Berkaitan tindakan intimidasi ini, Slamet mengungkit masalah masalah intimidasi pada rekan-rekannya awalnya. Beberapa masalah intimidasi pada Neno Warisman sampai pelemparan molotov di Pos FPI, Pasar Rebo, Jakarta Timur, pada Februari 2017.

"Saya telah lakukan usaha hukum memberikan laporan insiden serta kita mengharap faksi kepolisian dapat ungkap ini semua sebab tindakan teror-teror waktu lalu sampai saat ini kan tidak ada kepastian ya, terhitung yang menerpa Bu Neno Warisman, selanjutnya bom molotov di Cimanggis, di Pasar Rebo, di Jakarta Barat," kata Slamet.

Slamet menyorot masalah sama di Kampung Melayu, Jakarta Timur.

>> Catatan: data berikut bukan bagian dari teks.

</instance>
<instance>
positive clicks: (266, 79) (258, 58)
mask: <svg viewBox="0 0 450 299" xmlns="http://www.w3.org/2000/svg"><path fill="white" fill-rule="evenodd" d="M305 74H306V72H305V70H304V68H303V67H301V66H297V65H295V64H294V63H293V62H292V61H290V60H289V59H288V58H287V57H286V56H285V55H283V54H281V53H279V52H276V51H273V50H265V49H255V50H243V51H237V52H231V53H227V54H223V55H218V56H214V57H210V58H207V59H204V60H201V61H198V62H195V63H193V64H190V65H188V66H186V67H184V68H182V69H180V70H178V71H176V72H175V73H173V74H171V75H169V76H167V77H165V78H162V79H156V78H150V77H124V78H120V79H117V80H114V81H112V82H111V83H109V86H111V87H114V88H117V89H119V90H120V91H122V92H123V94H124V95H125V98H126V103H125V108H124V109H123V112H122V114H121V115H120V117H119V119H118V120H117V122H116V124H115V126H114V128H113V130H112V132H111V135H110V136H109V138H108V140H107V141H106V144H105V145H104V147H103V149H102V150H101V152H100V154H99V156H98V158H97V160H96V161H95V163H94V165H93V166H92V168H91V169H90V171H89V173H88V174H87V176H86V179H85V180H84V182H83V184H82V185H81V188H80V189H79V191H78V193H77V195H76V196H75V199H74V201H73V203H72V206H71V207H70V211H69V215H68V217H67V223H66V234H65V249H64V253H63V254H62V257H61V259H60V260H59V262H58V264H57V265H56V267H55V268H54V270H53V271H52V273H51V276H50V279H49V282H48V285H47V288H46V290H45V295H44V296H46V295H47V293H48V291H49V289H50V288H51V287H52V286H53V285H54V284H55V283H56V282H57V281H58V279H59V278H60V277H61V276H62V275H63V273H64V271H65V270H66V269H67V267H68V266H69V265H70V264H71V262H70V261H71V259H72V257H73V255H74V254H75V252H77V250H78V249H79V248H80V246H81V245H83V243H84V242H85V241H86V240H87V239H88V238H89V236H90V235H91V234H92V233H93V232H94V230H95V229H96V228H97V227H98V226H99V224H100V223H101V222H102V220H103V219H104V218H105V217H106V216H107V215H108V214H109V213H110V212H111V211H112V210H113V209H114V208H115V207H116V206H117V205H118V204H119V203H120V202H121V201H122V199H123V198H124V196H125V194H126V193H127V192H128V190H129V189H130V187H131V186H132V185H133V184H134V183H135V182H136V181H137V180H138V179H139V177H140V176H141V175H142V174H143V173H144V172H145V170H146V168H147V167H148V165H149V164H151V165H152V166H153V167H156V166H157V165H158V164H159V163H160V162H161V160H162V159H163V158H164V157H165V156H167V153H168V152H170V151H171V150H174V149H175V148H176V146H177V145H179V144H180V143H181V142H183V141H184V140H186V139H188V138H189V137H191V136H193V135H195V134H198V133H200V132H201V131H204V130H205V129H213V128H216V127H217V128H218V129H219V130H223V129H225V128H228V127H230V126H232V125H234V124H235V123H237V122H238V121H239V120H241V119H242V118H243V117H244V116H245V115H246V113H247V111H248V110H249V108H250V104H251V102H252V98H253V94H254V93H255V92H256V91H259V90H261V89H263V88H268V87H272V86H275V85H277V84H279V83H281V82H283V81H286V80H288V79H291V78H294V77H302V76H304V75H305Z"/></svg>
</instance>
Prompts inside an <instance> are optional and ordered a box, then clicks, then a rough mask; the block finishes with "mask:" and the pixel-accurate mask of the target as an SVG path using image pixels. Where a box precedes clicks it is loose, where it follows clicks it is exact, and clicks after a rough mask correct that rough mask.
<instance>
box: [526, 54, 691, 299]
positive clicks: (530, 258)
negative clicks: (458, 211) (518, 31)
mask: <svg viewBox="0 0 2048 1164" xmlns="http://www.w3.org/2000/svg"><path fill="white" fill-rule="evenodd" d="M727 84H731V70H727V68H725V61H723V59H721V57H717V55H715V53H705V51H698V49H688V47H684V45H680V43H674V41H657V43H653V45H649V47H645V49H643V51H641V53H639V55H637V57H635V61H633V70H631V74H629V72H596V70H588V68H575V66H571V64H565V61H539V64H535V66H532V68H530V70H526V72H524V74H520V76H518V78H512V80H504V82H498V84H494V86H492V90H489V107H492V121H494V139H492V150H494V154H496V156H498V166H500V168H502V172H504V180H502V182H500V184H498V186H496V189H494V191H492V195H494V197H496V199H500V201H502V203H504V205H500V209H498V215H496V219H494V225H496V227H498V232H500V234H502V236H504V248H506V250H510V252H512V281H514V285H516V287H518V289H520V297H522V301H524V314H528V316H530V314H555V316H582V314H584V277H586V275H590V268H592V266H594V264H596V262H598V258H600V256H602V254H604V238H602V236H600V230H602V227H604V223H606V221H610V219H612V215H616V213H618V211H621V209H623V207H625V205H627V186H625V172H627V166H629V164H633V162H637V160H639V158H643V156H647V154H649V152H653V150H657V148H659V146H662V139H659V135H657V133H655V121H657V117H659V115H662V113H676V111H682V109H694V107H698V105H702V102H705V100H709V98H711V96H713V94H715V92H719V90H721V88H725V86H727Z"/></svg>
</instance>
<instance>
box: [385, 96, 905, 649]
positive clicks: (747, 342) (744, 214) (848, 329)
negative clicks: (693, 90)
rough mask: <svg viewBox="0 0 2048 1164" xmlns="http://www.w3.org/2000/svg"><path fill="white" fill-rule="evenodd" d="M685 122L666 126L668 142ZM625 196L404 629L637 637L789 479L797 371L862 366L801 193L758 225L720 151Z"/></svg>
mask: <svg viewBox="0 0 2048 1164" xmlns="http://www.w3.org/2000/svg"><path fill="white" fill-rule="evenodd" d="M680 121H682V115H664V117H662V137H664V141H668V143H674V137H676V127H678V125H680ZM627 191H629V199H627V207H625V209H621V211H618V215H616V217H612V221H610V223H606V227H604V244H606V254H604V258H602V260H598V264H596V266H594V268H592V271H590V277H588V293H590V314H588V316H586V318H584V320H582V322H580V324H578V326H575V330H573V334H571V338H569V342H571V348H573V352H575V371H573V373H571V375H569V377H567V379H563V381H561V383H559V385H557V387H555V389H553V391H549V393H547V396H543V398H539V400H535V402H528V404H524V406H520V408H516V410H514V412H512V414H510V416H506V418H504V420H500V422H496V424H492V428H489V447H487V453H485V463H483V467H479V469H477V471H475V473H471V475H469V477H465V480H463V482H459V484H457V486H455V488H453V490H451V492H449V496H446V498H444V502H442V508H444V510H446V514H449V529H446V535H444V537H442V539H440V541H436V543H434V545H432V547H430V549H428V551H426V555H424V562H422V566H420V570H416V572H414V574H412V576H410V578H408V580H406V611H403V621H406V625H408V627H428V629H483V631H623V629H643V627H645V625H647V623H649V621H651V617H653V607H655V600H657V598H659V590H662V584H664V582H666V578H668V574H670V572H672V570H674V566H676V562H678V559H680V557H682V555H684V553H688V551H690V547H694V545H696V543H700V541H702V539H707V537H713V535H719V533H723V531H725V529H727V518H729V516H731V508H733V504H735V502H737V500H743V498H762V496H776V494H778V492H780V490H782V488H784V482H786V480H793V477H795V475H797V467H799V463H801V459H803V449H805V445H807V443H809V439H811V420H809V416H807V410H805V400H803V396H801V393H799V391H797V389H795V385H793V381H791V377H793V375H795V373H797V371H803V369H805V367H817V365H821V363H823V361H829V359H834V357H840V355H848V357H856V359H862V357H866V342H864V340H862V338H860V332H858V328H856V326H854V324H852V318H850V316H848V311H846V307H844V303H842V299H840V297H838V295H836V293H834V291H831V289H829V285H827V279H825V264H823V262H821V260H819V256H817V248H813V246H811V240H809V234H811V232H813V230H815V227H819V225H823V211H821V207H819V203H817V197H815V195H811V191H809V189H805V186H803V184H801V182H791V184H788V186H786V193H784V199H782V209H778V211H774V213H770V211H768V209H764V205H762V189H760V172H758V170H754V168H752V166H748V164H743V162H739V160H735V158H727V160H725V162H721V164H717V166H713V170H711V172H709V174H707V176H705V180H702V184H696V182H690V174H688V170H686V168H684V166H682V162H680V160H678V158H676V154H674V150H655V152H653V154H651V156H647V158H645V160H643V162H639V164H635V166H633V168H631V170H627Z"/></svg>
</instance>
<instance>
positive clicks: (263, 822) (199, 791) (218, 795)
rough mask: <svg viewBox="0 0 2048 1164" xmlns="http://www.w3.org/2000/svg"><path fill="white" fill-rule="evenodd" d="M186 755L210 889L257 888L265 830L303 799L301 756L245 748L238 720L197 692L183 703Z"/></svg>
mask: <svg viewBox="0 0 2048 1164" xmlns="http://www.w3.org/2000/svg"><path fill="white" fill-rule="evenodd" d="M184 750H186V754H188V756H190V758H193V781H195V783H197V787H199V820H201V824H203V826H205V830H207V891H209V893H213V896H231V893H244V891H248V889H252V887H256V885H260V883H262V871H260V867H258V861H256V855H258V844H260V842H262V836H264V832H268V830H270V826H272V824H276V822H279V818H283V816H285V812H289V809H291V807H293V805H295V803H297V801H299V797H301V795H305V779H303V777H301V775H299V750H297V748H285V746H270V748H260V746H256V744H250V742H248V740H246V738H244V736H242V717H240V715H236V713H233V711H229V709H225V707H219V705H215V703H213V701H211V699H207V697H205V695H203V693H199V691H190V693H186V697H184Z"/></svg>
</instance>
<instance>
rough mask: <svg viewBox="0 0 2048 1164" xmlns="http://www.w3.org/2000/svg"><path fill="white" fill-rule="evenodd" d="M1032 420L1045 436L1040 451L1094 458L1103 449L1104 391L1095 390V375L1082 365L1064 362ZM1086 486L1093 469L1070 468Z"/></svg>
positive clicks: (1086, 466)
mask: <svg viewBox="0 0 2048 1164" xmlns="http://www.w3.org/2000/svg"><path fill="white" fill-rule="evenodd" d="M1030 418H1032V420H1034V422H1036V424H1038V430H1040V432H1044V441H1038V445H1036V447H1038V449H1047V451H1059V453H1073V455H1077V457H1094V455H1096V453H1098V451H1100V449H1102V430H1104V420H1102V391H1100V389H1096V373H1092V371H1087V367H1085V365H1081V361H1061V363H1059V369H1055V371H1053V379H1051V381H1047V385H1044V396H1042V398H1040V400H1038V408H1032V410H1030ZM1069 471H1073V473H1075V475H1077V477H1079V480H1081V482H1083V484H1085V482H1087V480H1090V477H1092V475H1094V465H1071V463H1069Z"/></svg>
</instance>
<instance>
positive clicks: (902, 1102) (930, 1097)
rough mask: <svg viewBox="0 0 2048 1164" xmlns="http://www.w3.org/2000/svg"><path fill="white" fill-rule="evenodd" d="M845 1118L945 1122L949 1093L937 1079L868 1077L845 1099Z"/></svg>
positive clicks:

"Selanjutnya bom yang di Kampung Melayu kan sampai sekarang tidak ada. Semoga untuk kesempatan ini dengan Kapolri yang baru dapat ungkap siapa serta motifnya apa, jika ada aktor intelektualnya dapat disingkap juga. Sebab kami menyangka ini benar-benar intimidasi benar-benar ke arah pada intimidasi," pungkasnya.

Baca Juga : Teks Diskusi Adalah

Pelemparan batu itu berlangsung seputar jam 03.00 WIB pagi hari. Lemparan batu itu tentang kaca jendela musala rumah Slamet Maarif.

Tidak ada korban jiwa dalam insiden ini. Pelemparan batu cuma menyebabkan kaca rumah pecah.